Spring Arcade Building (4×4 Grow Commercial lvl 2) for Cities Skylines.
This is a 4×4 Commercial building lvl 2
About the model
Back to LA! While the Penobscot Building destracted me to commence some work on Detroit buildings for a while this was in the works for quite some time. The spring arcade lobby is really something special. The spanish baroque style terra cotta work on the front gave me some headaches, but man… it came out so well. The detailwork in the logo is actually on the model. Too bad I couldn’t find any pictures of the first floor in it’s original state.
This is a growable. However, because of the interior mall I recommend putting it down with the search mod. You will need to place it twice, the space between the streets needs to be the same height and 8 spaces in between. Also you might need to delete the sub building if you want it to level up.

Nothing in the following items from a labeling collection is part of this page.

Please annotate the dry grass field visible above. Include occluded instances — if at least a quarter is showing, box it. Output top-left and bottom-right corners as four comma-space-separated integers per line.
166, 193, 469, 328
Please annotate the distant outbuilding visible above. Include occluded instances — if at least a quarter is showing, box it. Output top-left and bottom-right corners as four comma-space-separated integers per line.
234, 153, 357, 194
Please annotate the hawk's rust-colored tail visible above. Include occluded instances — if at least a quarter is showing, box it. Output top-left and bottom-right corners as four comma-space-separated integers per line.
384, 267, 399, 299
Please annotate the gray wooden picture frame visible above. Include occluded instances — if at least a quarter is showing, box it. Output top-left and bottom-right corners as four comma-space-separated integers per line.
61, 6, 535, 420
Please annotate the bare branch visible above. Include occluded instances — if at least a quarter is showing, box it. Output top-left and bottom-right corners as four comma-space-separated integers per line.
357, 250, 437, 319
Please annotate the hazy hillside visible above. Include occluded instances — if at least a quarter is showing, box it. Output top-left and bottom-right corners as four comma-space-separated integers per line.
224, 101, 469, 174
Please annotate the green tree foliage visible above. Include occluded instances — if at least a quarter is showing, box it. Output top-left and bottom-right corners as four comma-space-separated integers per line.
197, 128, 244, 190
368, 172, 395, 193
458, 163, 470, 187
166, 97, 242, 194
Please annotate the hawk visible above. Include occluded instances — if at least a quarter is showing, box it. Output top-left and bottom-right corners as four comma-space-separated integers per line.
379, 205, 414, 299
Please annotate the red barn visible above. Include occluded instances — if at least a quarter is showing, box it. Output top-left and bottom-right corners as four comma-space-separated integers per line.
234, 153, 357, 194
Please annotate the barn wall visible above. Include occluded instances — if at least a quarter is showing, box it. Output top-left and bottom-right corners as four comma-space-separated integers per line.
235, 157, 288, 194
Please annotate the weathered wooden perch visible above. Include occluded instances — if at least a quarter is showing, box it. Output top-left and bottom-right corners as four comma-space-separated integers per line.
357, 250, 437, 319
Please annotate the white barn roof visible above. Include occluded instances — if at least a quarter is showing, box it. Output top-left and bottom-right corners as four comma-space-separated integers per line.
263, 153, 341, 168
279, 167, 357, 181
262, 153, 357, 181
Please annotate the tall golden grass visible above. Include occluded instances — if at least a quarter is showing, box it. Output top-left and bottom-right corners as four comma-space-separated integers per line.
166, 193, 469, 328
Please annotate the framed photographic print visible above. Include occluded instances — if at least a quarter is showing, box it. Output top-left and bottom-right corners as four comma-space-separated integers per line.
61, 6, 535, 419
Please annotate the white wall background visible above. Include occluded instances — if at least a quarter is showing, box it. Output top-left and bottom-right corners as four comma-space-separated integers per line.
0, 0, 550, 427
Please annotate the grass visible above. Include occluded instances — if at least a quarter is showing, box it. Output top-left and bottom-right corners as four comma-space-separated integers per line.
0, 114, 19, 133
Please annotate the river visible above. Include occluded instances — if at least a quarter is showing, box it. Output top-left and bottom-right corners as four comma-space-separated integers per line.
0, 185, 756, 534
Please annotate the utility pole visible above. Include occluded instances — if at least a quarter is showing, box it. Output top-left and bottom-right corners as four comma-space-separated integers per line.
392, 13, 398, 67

You can watch the interior through the roof window and the front entrance. However the interior was never intended to be fully modelled for first person view or anything like that.
This model has about 5576 tris and a 4096×512 texture , with a diffuse, shadow, normal, illumination and specularmap.This model has a custom LoD, which is about 80 tris with a 512×128 texture, with a diffuse, specular and illumination map.
If you want this building added to your RICO buildings, add it in the settings menu, under growables. I recommend using the realistic population mod, this will calculate the amount of occupants in the building.
About the building
The Arcade Building is actually two twelve-story towers connected by a skylit, three-level arcade that runs from Spring Street to Broadway.
The exterior features intricate Spanish Baroque terracotta arches that rise up over the arcade entrances.
Thin twisted and beaded columns shape the delicate arches that traverse the basement level. The arcade itself measures 826 feet by 26 feet and originally housed sixty-one shops. It is covered with a glass-roofed skylight in imitation of the Burlington Arcade in London. The Venetian-style bridge that spans the center of the arcade was a later addition.
The building was constructed on the site of Mercantile Place, a small alley lined with retail shops that, by 1924, had been an L.A. landmark for more than forty years. A competition was held to find a suitable design that would provide office space as well as maintain the alley’s storefronts and ambience. The winning architects, Kenneth McDonald and Maurice Couchot, were awarded $60,000 for their plans.